USA Today Reports on State of Abortion if Roe v Wade Overturned

USA Today Reports on State of Abortion if Roe v Wade Overturned

17 April 2006 · No Comments

Over at USA Today there is a report on how the laws of the land are likely to stack up if Roe v. Wade were overturned by the Supreme Court:

USA TODAY used the Guttmacher data and other factors to calculate how states would be likely to respond if Roe were reversed. The 1973 decision recognized access to abortion as part of a constitutional right to privacy and limited states’ ability to restrict it.

The conclusions:

  • Twenty-two state legislatures are likely to impose significant new restrictions on abortion. They include nearly every state in the South and a swath of big states across the industrial Rust Belt, from Pennsylvania to Ohio and Michigan. These states have enacted most of the abortion restrictions now allowed.

    Nine states are considering bans similar to the one passed in South Dakota ” it’s scheduled to go into effect July 1 ” and four states are debating restrictions that would be triggered if the Supreme Court overturned Roe.

  • Sixteen state legislatures are likely to continue current access to abortion. They include every state on the West Coast and almost every state in the Northeast. A half-dozen already have passed laws that specifically protect abortion rights. Most of the states in this group have enacted fewer than half of the abortion restrictions now available to states.

  • Twelve states fall into a middle ground between those two categories. About half are in the Midwest, the rest scattered from Arizona to Rhode Island.

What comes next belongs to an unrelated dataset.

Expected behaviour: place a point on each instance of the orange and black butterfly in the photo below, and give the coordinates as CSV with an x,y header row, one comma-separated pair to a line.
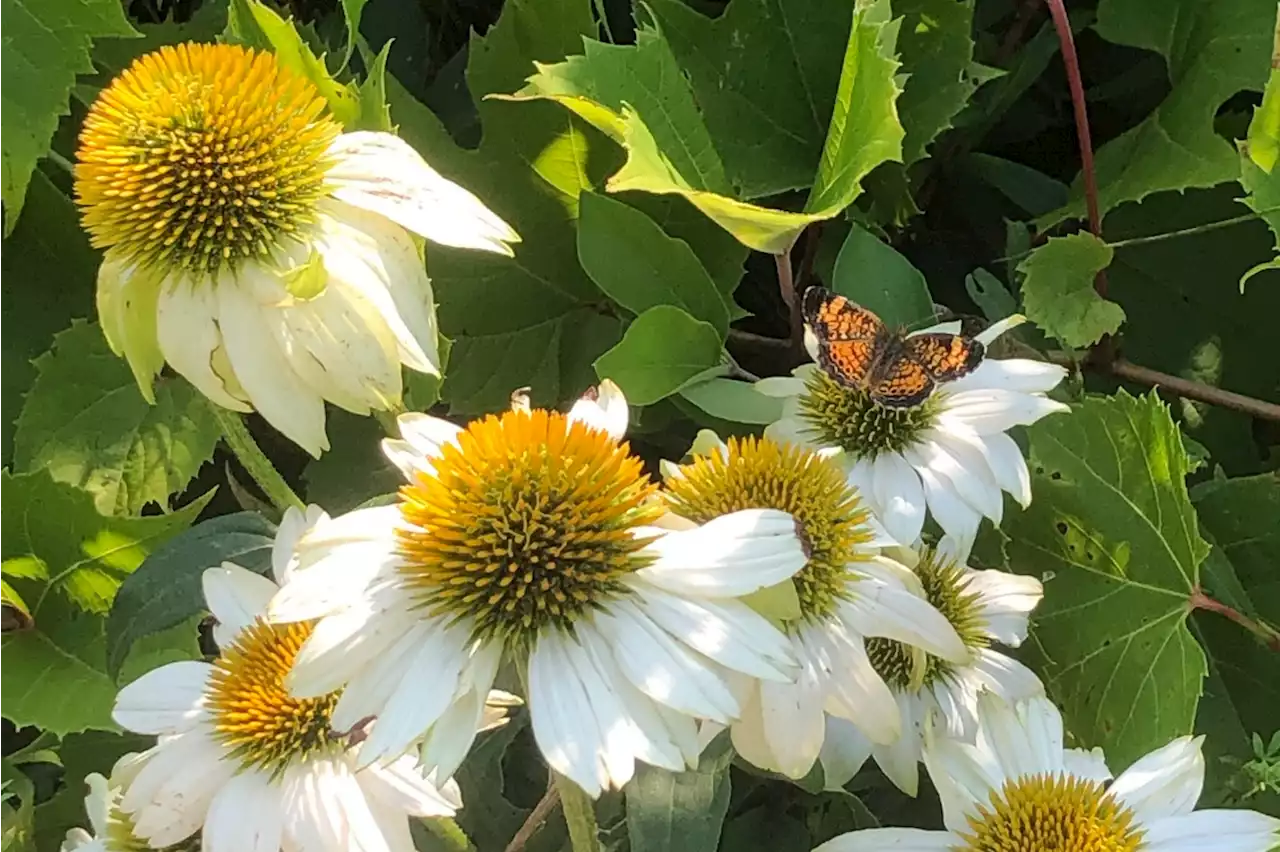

The article also contains a sidebar table on the number of abortion clinics in each state, as well as the abortion rate in those states.

I’m not entirely sure that I buy those stats however. For example, 33% of all pregnancies in New York are terminated by abortion?! If that were true, while I wouldn’t revise my current opinion….but it’s even easier to understand how impassioned some of the anti-choice crowd are.